One standout that hasn’t been talked about much was Tim Spriggs.  The long time competitor has had bright moments in his career, winning the ADCC Trials and No Gi Worlds in 2018 and the Spyder Invitational in 2019, but generally has fallen short of glory throughout his career as a professional grappler.  With only 18 of his 66 career wins coming by submission, Spriggs was not the favorite to win the tournament by any far stretch of the imagination, especially considering his opposition included hyped opponents like Kaynan Duarte, Tex Johnson, Kyle Boehm, Giancarlo Bodoni and Mason Fowler, Spriggs had a tall order ahead of him especially considering that his prior 3 competitive outings were losses, 2 by submission.

I reached out to Spriggs about his monumental achievement to garner some insights into what made this time so drastically different.  

“I’m a different animal. The old Tim Spriggs is gone. I’ve added more weapons to my arsenal, most of which weren’t seen at WNO. If Gordon decides to stop having circus matches with guys no one’s heard of, I’ll finish him.”

Interestingly Spriggs says he retired prior to Who’s Number One and came out of retirement specifically for the financial opportunity.

“I retired because I no longer wanted to be a professional grappler. It stopped being fun, there’s other things I want to try, and I feel like the industry seldom gives grapplers what they deserve. If Galvao and Gordon refuse to face me, I’ll remain retired. There’s no other matches that are interesting enough to sacrifice to prepare for.  

I don’t have any other events lined up. I was retired before WNO and only did it for the opportunity to make all that money. I was perfectly fine with calling it a career.  I’m at peace. Even more now that I’ve proved that I’m the best in the world. I’m not pressed about the sport. ”

As a fun fact: Spriggs has taken on the nickname “The Mush Master”, I asked him to explain this odd nickname

“This guy Kyle Bohem was talking shit about me before a match so I proceeded to mount him and mush his face with my hands for ten minutes. And then the MUSHMASTER was born.”
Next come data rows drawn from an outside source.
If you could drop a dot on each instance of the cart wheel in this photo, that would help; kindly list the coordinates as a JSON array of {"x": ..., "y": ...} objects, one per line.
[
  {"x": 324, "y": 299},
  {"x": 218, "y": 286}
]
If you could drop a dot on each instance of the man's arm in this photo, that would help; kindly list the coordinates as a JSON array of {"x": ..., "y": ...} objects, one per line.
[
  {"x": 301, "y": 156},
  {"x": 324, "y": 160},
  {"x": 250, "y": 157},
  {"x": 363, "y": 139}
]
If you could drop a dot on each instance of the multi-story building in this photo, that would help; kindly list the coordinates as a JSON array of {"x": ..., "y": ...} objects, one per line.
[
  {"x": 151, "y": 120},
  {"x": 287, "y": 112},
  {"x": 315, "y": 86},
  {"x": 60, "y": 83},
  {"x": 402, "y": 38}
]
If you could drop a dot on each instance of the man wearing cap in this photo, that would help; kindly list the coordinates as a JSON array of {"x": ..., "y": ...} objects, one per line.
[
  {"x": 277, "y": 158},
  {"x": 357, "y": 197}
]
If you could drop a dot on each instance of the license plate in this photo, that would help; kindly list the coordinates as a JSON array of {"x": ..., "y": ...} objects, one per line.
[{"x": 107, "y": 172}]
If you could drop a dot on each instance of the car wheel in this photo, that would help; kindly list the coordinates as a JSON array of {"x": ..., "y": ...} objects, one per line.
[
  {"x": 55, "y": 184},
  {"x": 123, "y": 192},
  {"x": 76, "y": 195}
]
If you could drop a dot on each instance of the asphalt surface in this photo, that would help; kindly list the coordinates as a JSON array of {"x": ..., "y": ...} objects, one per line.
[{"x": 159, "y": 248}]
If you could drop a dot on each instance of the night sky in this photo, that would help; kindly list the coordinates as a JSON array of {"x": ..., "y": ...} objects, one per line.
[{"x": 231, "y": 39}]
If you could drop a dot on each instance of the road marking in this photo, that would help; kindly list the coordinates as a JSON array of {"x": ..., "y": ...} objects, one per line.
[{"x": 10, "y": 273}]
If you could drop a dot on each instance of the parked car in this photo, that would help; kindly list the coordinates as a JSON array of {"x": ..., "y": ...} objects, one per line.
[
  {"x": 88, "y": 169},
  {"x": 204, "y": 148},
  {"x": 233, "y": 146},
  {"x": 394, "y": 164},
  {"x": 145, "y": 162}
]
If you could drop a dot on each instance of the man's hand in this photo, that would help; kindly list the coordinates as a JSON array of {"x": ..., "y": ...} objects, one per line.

In the tournament, Spriggs submitted 2 out of 3 of his opponents on his way to victory, most impressively submitting the ADCC Champion Kaynan Duarte by heel hook.  As mentioned earlier, Spriggs’ finishing rate is relatively low so I was interested in learning about the difference in this event over others

“My mindset was to kill or be killed. I had drilled that sequence thousands of times. It was second nature. When the opening presented itself I took it without thinking.”

After this major victory, Spriggs feels he has little left to accomplish…

“The WNO victory means I’m the best grappler in the WORLD. And I’ve got the Jiujitsu industry by the balls.  I want a match with Gordon Ryan. And after him, Andre Galvao. I’m not interested in any other matches.”

As for Sprigg’s closing thoughts in the interview:

“I just want to say thank you to all my teammates who helped me prepare for WNO, especially my coach/brother Tye Ryan Murphy.”

Love him or hate him, Tim Spriggs put on an impressive performance.  Will he be able to get a rematch with Gordon?  Will he get that match with Galvao?  Or will the “Mush Master” ride off into the sunset with his stunning victory?